The Federated Farmers chair also pointed to Brazil's size - "it happens to be the fifth-largest country by population" - and, reflecting more broadly on Fonterra's moves in emerging markets, added: "Creating in-country supplies of liquid milk in China and now Brazil, may create spin-off businesses. With Fonterra also conducting a business case study on India, the world's second largest liquid milk market, we can see the potential."

The potential is clear. According to Euromonitor, Brazilian retail sales of dairy products reached GBP15.41bn (US$25.37bn) in 2010, up 10.3% on 2009. Euromonitor is forecasting that, by 2015, sales will climb to GBP16.84bn.

Murray is upbeat about the prospects for dairy in Brazil. "Fonterra expects Brazil to be one of the strongest-growing markets for dairy products over the next decade," he says.

The Fonterra executive, however, acknowledges that competition in Brazil's dairy sector - in view of the growth on offer - is fierce. "The Brazilian market is very competitive," he admits. "The two largest players are DPA and Danone, with roughly equivalent market shares."

According to Euromonitor data, Nestle has 15.3% of Brazil's dairy market. French dairy group Danone holds 12.1%. In third is Brazilian food group Brasil Foods, with 9.5% of the market. This week, Brasil Foods announced its interest in buying dairy assets owned by fellow Brazilian food maker Indústria de Alimentos Nilza, a deal that will increase its share further. (Euromonitor estimates that Nilza's shares of the market is 0.5%).

There are, of course, challenges in operating in a market as big as Brazil and one that is developing rapidly. "Brazil is a very large country, with long distances between dairy-producing regions, consumer markets and export ports, so transport infrastructure is the biggest challenge," Murray notes.

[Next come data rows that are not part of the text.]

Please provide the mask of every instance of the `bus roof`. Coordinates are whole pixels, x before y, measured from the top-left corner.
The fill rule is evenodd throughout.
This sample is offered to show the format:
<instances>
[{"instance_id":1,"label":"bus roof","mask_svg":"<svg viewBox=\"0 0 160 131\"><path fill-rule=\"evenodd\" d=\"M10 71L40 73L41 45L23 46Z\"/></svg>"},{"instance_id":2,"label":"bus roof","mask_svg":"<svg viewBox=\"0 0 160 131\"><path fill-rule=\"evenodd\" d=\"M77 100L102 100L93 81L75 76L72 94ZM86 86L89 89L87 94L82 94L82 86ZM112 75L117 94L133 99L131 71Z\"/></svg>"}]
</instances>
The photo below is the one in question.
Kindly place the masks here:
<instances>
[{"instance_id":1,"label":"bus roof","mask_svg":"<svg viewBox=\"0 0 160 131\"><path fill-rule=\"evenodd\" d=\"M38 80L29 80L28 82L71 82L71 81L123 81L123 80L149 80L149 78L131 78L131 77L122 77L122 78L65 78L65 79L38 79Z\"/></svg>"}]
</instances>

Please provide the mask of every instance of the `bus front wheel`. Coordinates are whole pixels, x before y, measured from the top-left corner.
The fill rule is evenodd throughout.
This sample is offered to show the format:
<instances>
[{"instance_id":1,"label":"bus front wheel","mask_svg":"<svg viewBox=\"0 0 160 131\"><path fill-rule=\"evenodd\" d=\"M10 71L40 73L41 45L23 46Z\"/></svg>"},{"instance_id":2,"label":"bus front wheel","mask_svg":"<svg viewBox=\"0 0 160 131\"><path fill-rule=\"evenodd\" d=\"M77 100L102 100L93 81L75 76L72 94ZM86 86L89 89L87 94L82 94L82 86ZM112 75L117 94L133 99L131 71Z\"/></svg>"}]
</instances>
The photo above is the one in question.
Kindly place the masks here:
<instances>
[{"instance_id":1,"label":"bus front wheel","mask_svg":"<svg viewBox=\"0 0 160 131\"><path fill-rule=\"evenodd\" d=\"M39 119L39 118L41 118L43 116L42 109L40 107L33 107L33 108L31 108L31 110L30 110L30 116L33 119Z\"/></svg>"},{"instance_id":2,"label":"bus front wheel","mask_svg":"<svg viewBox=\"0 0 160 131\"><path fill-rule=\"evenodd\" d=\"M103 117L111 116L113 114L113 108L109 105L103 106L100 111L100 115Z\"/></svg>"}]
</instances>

And Fonterra will be mindful of the recent challenges it has had across the world's emerging markets. Fonterra's recent announcement of a plans to study whether to set up a pilot farm in India demonstrates the company's caution in that market. Two years ago, Fonterra quit a venture with Britannia Industries after deciding too much investment was needed in the business.

Last month, Fonterra announced that plans to merge its Chilean subsidiary Soprole with Nestle's dairy unit through the wider DPA venture had been cancelled.

However, the DPA venture has a strong presence in Brazil. And, with the country enjoying robust economic growth (its economy grew by 8% in 2010, according to Euromonitor) and with higher living standards driving growth of products like fortified milk, there are opportunities for the world's largest dairy companies in the market. Fonterra will hope its pilot project can be a factor in further growth.